Good call on books for my native state. Although Laura Ingalls Wilder is hugely popular with young girls (my daughter ate the “Little House” books up in grade school).

And there’s got to be anything better for my favorite state, Washington. Yeah, I’m disqualifying books that are written so badly as to be embarrassing to an entire state.
Hmmm… something from Tom Robbins? (So…Woodpecker or Another Roadside Attraction…?) Or, is Snow Falling on Cedars famous enough?

The movie technically takes place in Kansas but in the book Oz is a very real place and Dorothy never dreams any of it. In subsequent books she goes back to Oz many times.

I’m guessing they gave the book to Kansas because of the movie.

I don’t know anything about her, but I have thought about reading that book. I’m just glad it wasn’t something about Jeffery Dahmer or Ed Gein.

Surely Sinclair Lewis’s Main Street trumps The Virgin Suicides.

Now the movie is how most people are familiar with Dorothy, Oz and so forth.
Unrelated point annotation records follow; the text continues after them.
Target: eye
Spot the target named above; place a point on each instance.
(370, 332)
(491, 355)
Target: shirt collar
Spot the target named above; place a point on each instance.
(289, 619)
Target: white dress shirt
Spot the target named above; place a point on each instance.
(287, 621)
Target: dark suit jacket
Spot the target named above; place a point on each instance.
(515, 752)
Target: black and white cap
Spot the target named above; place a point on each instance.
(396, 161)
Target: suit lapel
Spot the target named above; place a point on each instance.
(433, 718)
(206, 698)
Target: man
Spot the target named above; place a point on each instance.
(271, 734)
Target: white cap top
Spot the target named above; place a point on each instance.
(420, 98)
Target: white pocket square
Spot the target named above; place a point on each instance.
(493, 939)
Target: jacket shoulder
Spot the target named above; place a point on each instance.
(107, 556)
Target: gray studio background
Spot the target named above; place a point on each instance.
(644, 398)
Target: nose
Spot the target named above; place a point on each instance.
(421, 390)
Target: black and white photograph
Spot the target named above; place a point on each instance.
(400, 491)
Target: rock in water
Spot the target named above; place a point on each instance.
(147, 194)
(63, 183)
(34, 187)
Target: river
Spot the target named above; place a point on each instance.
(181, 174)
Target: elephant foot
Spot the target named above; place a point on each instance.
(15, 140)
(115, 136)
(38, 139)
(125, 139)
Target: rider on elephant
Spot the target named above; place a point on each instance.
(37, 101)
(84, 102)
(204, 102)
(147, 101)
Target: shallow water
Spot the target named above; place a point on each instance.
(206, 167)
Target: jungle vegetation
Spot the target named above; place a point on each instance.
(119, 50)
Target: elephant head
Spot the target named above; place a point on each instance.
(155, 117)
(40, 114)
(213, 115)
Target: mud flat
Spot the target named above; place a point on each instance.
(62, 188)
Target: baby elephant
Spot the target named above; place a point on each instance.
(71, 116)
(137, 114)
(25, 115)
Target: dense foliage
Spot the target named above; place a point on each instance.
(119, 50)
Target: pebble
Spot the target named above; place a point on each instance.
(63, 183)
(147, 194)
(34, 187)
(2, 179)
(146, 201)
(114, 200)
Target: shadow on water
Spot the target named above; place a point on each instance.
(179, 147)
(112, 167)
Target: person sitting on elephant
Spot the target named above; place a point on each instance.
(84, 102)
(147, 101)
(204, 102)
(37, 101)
But the books were huge in the early twentieth century.

I wondered about that too; Notion is a better book, I think, but Cuckoo’s Nest is much more well-known…the movie and all that.

I’ve never even heard of the one for Idaho…I’d have thought Angle of repose
SS

I would have thought *The Executioners * (which was made into Cape Fear twice) was more famous than A Walk to Remember for North Carolina.

I would choose the Virginian (over the Laramie Project) for Wyoming, and Executioner’s Song for Utah.

I’m confused because both are on the list. Main Street for Minnesota and The Virgin Suicides for Michigan.

The Jungle is a tough one to argue with for Illinois. However, I was hoping it would be The Man With The Golden Arm.

One’s Minnesota, the other is Michigan, right?